Capturing the Costs and Preparing for Recovery from COVID-19
April 13, 2020
Why Cost Accounting is Integral During COVID-19
Hospitals across the country are working overtime in the fight against COVID-19. Providing care has required somewhat unconventional methods, like converting hospital space for COVID-19 testing, purchasing specific drugs and supplies (including personal protective equipment) for COVID-19 patients, and even reassigning staff from other departments. As hospitals continue to focus their efforts toward COVID-19 patients, it will be important to track the cost of care accurately and efficiently.
Accessing reimbursement, relief, and funding programs at both the federal and state levels will require the complete and accurate accounting of costs related to COVID-19 by hospital and healthcare delivery systems.
The financial viability of many organizations will hinge on their ability to complete this process initially, while also being able to support and justify the approach that was used in any future audits. While specific requirements have yet to be released, hospital systems need to begin immediately identifying, tracking, and justifying COVID-19 related costs which will be critical in order to access these funds in the future.

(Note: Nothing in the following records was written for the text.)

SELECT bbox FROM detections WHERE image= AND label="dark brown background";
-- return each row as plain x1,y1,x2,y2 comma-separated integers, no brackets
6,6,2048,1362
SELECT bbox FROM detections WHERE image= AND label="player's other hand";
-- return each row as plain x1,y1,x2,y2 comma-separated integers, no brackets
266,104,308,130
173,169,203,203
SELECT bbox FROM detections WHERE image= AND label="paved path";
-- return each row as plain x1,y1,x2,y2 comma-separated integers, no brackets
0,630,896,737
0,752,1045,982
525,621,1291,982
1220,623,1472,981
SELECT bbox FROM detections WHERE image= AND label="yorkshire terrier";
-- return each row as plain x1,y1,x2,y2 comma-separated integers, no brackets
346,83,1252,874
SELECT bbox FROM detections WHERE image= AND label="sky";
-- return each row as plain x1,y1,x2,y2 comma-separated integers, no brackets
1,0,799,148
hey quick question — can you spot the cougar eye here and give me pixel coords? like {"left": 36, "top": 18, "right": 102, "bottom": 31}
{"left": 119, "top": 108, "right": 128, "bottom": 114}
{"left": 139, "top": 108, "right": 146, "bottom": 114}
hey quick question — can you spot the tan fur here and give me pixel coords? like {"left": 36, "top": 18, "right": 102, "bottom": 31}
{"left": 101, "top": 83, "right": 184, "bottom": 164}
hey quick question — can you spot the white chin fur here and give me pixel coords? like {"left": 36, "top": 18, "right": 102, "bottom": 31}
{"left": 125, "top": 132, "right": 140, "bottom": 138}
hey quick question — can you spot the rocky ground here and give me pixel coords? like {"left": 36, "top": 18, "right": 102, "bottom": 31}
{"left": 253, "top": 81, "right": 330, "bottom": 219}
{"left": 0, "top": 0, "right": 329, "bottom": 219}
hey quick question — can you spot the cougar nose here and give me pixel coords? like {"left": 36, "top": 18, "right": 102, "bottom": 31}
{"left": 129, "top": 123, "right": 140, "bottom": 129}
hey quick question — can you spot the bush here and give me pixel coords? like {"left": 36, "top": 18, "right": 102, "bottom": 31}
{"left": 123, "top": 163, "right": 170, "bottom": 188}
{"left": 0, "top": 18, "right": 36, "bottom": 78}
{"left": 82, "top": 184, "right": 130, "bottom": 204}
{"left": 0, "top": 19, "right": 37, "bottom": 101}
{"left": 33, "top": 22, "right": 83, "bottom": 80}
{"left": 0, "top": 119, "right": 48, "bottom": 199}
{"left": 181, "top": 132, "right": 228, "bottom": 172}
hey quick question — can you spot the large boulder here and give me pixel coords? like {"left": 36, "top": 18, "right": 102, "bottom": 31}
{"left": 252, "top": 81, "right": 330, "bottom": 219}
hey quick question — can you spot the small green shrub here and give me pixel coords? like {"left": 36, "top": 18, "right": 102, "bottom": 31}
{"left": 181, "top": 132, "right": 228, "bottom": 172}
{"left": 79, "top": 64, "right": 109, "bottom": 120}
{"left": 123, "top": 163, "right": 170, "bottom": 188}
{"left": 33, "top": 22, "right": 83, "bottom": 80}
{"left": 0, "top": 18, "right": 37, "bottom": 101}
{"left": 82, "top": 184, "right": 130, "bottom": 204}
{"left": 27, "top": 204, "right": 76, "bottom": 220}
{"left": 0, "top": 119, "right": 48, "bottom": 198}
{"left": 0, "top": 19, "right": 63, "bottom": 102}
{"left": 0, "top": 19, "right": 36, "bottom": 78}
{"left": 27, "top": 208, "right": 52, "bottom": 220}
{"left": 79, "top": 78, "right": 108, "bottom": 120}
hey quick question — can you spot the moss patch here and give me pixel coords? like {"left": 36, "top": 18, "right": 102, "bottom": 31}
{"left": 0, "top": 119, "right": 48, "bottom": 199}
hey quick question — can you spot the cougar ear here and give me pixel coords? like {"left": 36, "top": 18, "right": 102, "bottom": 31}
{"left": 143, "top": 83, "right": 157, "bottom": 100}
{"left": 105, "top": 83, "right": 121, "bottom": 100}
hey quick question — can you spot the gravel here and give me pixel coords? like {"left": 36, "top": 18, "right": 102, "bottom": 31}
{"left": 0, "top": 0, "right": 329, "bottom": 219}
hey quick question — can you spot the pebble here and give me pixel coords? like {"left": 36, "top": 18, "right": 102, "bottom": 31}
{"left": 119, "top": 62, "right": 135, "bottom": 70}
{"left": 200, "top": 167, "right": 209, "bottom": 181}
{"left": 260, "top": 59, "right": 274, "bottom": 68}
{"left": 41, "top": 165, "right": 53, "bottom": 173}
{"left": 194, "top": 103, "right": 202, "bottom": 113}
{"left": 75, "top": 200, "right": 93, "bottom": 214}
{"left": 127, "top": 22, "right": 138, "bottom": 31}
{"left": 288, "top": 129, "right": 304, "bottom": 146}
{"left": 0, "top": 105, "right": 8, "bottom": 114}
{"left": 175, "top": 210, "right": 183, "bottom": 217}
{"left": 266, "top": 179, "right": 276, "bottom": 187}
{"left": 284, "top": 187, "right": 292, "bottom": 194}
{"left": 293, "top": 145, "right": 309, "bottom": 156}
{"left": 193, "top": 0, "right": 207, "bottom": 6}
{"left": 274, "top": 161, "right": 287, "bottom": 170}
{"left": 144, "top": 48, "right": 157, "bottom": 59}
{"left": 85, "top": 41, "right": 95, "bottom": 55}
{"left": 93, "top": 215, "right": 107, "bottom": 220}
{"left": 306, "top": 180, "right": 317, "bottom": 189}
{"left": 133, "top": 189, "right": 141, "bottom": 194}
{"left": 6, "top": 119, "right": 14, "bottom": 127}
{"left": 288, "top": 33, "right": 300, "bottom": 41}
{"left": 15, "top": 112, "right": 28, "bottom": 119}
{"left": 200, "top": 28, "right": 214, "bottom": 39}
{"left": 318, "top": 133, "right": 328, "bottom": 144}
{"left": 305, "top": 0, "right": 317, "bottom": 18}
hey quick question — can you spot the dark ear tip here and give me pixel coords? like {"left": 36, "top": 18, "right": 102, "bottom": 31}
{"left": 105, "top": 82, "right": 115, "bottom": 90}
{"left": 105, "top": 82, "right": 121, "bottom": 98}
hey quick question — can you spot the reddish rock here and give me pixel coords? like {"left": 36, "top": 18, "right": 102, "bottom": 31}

The COVID-19 Cost Capture and Recovery Model provides a complete process for understanding the cost and revenue impact of COVID-19 in order to support the efforts of healthcare providers. In order to ensure that your base Cost Model is accurate and complete, we would also recommend that you access and review the HFMA-Strata L7 Cost Accounting Adoption Model (L7™).
Steps Required to Cost for COVID-19
- Identify all COVID-19 patients within your health system
- Determine costs specific to treating COVID-19 patients
- Track and capture costs specific to COVID-19 in your General Ledger and Payroll
- Align expenses to COVID-19 related patient activity
- Leverage the right allocation method for the right cost category
- Track and document COVID-19 costs to support the application process for funding
COVID-19 Cost Categories
The costs organizations are tracking will fall into the following categories:
Labor: If your organization had to convert or create new departments, including an operations department specific to COVID-19, or deployed non-patient care staff to help in directing care activities, you will need to reconsider how expenses are classified and to whom they are being allocated.
Medical Equipment: If your organization does not have a specific charge identifying ECMO/ventilator utilization, you will need to create activity codes that are assigned only to COVID-19 patients. You will also need to reclassify expenses using patient-driven statistics.
Supplies: Your organization will need to capture acquisition costs in your EHR for all drugs associated with COVID-19 to be able to use supply-based costing. Supply-based costing uses acquisition cost at the time of purchase of the drug as drug cost for the patient.
Room and Board: Use Time-Driven Costing (TDC) to allocate labor expenses where available, and adjust RVUs to reflect actual labor usage for departments if your organization created COVID-19 specific Room and Board codes, is using non-room space, or is repurposing existing room departments for overnight patient care.
Overhead and Other Costs: Consider indirect vs. direct costs and leverage Activity Based Costing (ABC) to treat patient registration, case management, and EVS as direct. Create new cost components for increased expense areas like security, or increased capital purchasing. For increased telehealth/virtual visits, ensure all patient activity related to these services is being brought into your Decision Support system and that the system is allocating cost to them.